Indonesia-Hungary Investment Fund alternatif pembiayaan infrastruktur

Budi Suyanto
·Bacaan 1 menit

Pengamat BUMN Toto Pranoto dari Universitas Indonesia menilai rencana pembentukan Indonesia-Hungary Investment Fund (IHIF) perlu dapat menjadi alternatif pembiayaan bagi investasi pembangunan infrastruktur di Indonesia.

"Adanya dana imvestasi seperti Indonesia-Hungary Investment Fund (IHIF) perlu disambut baik. Mengingat hal ini bisa menjadi alternatif pembiayaan bagi investasi infrastruktur di Indonesia," ujar Toto saat dihubungi Antara di Jakarta, Sabtu.

Dia juga menambahkan bahwa IHIF bisa juga menjadi alternatif pembiayaan bagi BUMN-BUMN Karya yang mendapatkan penugasan dalam pembangunan infrastruktur di Tanah Air.

Di samping itu pengamat BUMN tersebut menyarankan, sektor investasi infrastruktur di bidang air dan energi terbarukan bisa menjadi sektor yang mendapatkan alternatif pembiayaan melalui IHIF.

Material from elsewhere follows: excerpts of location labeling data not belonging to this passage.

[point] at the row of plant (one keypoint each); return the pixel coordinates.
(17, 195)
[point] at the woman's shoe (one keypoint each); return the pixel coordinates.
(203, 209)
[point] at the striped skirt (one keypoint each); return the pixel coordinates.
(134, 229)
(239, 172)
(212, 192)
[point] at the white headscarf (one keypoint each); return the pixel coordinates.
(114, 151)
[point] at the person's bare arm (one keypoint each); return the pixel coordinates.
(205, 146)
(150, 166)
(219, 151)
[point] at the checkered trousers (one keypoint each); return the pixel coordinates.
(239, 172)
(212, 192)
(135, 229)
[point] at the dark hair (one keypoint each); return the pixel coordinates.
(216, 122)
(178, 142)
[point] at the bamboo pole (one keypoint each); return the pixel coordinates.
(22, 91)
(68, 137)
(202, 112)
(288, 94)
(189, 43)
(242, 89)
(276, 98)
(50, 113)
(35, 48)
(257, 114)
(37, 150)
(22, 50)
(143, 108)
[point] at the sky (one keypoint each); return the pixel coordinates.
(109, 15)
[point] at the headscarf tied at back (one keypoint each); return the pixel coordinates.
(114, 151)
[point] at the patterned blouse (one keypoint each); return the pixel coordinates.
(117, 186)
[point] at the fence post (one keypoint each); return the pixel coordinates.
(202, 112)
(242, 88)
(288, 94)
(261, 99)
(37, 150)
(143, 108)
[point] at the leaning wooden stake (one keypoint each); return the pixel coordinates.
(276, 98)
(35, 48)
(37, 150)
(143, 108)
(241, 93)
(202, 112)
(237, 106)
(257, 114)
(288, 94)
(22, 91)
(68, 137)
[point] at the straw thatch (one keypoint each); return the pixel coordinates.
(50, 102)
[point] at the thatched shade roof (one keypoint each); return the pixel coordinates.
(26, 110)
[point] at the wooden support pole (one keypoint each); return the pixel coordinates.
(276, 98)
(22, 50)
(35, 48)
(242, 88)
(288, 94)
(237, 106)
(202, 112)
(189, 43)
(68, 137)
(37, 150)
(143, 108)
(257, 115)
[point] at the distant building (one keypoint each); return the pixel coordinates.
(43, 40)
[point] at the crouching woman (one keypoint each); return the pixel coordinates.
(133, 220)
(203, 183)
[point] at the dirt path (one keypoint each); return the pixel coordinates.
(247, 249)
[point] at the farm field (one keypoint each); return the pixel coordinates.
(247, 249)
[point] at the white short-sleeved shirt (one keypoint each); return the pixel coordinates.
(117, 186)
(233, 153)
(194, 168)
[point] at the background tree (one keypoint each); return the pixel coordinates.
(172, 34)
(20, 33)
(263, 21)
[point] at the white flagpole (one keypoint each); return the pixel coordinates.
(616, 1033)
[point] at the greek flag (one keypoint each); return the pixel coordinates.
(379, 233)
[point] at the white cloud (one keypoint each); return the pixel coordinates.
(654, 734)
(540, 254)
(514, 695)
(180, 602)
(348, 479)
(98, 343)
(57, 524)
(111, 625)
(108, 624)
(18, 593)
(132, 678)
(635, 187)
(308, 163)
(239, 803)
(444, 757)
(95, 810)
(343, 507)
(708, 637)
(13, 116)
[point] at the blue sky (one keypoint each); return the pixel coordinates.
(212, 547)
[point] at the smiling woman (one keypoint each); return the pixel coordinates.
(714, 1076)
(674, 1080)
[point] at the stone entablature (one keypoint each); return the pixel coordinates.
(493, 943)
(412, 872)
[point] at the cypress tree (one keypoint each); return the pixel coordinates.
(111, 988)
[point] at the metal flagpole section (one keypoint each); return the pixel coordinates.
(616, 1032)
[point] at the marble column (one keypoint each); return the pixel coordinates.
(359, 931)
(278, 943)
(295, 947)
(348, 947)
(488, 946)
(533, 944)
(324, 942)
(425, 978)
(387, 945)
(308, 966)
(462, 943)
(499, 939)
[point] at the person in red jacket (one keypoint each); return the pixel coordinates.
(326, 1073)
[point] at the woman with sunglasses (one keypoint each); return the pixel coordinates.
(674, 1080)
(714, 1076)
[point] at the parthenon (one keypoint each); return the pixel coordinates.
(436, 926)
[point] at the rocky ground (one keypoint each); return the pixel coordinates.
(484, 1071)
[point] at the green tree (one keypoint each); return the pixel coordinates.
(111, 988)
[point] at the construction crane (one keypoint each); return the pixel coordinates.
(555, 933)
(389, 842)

Baca juga: Menhub sambut hadirnya LPI untuk pembiayaan infrastruktur

Sebelumnya Menteri Pekerjaan Umum dan Perumahan Rakyat (PUPR) Basuki Hadimuljono mengapresiasi inisiasi Pemerintah Hongaria dalam pembentukan Indonesia-Hungary Investment Fund (IHIF) sebagai bagian kerja sama antara kedua negara.

Menteri Basuki bersama Duta Besar Hongaria untuk Indonesia, Timor Leste, dan ASEAN Judit Pach melakukan pertemuan untuk melaporkan pembentukan IHIF oleh Pemerintah Hongaria.

Menteri Basuki menyetujui usulan Hongaria untuk mempercepat pembentukan IHIF dengan pembentukan kelompok kerja (pokja).

Baca juga: Kementerian PUPR: 12 proyek jalan-jembatan masuk skema KPBU

Dia menambahkan agar working group melibatkan Kementerian PUPR, Kementerian Keuangan, Kedutaan Hongaria dan juga Indonesia Investment Authority (INA).

Pada 2020-2024, Kementerian PUPR mendapat APBN sebesar Rp623 triliun. Namun, kebutuhan investasi untuk infrastruktur mencapai Rp2.035 triliun.

Untuk memenuhi kekurangan dana ini diperlukan skema investasi pembiayaan. Salah satu upayanya adalah melalui IHIF yang perjanjian kerjasamanya telah ditandatangani oleh Menteri Luar Negeri Indonesia dan Hongaria pada 16 Februari 2021 lalu.